Hollande, milieu du XVIème siècle, Amélie est « une jeune fille brillante » et curieuse de connaissances. Sa famille désargentée a dû la céder à Hans, un marchand de la bonne société. Ses rêves de découvertes en prennent un coup. Mais, elle fait ses recherches en secret entre les corvées qu’elle doit assumer en raison de sa mésalliance.
Heureusement Hans part souvent en voyage pour son commerce. C’est en rentrant de l’un d’eux qu’il rapporte une esclave du « bout du monde » aux traits asiatiques. Les deux femmes s’observent, se confrontent et finalement vont faire front ensemble.
On apprécie le graphisme précis de Yudori dont c’est le premier album. L’artiste coréenne est effet connue pour ses webtoons. Se passionnant pour le féminisme et la littérature européenne, elle se lance dans le roman graphique.

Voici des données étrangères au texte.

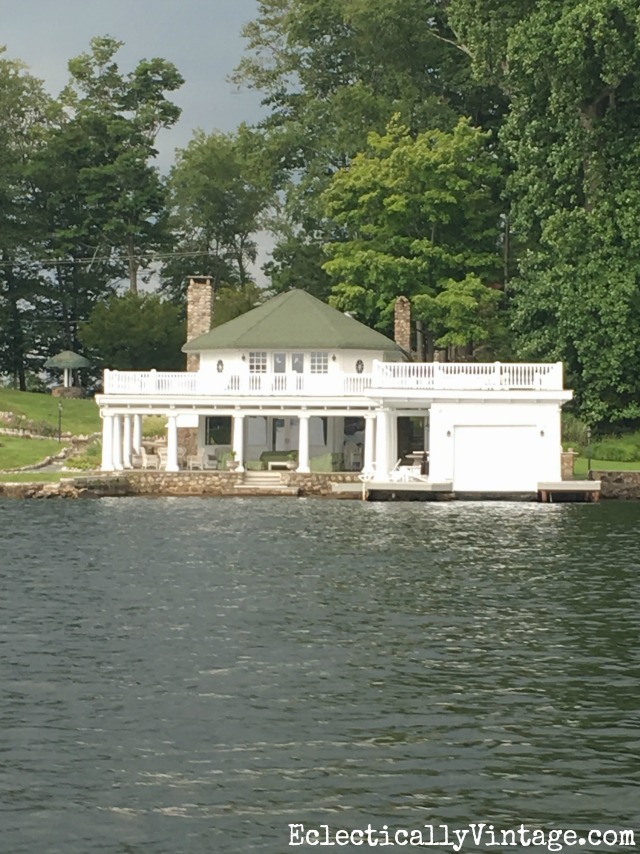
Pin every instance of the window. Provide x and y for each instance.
(319, 363)
(217, 430)
(258, 363)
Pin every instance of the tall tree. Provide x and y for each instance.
(418, 217)
(24, 109)
(221, 186)
(334, 70)
(571, 72)
(135, 332)
(115, 118)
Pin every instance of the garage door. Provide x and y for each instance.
(495, 459)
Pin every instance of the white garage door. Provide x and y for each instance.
(495, 459)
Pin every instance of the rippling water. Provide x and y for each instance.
(193, 675)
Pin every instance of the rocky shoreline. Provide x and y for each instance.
(616, 485)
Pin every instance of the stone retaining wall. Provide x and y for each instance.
(156, 484)
(623, 485)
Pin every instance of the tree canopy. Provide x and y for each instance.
(477, 156)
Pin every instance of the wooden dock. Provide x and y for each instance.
(577, 491)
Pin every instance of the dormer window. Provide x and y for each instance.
(319, 363)
(258, 362)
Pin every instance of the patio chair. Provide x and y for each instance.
(148, 461)
(209, 461)
(162, 458)
(195, 461)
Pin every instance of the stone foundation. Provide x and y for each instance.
(157, 484)
(623, 485)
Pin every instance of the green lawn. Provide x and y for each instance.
(33, 476)
(16, 451)
(581, 466)
(78, 416)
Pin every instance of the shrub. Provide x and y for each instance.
(574, 431)
(620, 450)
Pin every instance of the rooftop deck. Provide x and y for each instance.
(386, 376)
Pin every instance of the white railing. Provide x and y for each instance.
(267, 384)
(454, 376)
(150, 383)
(427, 376)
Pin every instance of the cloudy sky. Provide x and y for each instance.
(201, 37)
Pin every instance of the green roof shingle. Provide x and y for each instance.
(294, 319)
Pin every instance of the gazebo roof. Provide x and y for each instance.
(67, 359)
(293, 319)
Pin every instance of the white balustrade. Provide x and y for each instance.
(427, 376)
(453, 376)
(264, 384)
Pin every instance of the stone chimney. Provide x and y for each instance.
(199, 313)
(402, 324)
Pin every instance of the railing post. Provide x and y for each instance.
(496, 374)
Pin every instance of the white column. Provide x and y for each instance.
(107, 443)
(137, 433)
(172, 443)
(117, 442)
(369, 446)
(393, 439)
(126, 446)
(383, 464)
(238, 440)
(303, 444)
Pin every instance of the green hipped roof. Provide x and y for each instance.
(293, 319)
(67, 359)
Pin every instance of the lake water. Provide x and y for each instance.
(183, 675)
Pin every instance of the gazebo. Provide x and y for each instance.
(67, 361)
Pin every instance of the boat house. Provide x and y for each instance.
(296, 384)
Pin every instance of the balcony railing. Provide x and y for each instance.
(264, 385)
(469, 376)
(408, 376)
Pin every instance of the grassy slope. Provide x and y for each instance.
(33, 476)
(78, 416)
(16, 452)
(581, 466)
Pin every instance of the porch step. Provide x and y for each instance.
(265, 483)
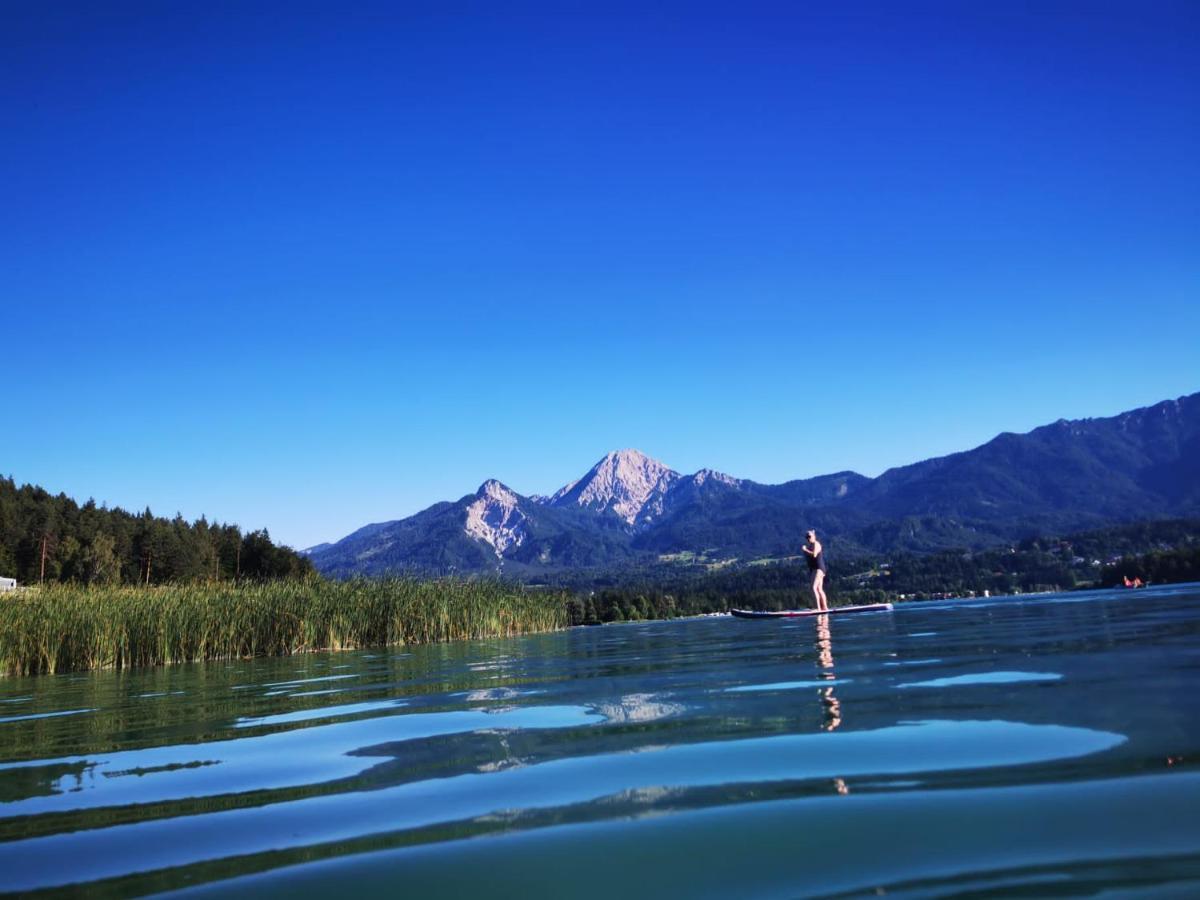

Son style rappelle fortement celui de François Bourgeon et ses Passagers du vent avec une orientation manga très sophistiquée. La richesse des points de vue, la construction de planches très dynamiques en font un album très agréable à lire. Les multiples références à la peinture hollandaise de l’époque, Vermeer en tête, est un réel plaisir.
Les autres références plus scientifiques sont quelque peu anachroniques. Yudori s’est inspirée des recherches des frères Montgolfier pour nourrir celles d’Amélie… Mais le résultat est probant. L’album parle ainsi de toutes les limitations que l’on met aux femmes dès qu’elles veulent s’émanciper. Les recherches secrètes d’Amélie sont pillées par son mari. Il annihile les ambitions matrimoniales de sa jeune servante et abuse de son esclave sexuelle.
Mais le bonheur et la liberté sont ailleurs. Pour Amélie et la jeune esclave aux rondeurs sensuelles, mieux vaut vivre cachées. Les rêves et l’imagination viendront à bout de l’enfermement.
Ce premier essai est une réussite graphique !
Camille DOUZELET et Pierrick SAUZON
Le ciel pour conquête, récit complet de Yudori, 336 pages, 25,50€ éd. Delcourt. En librairie le 4 mai 2022.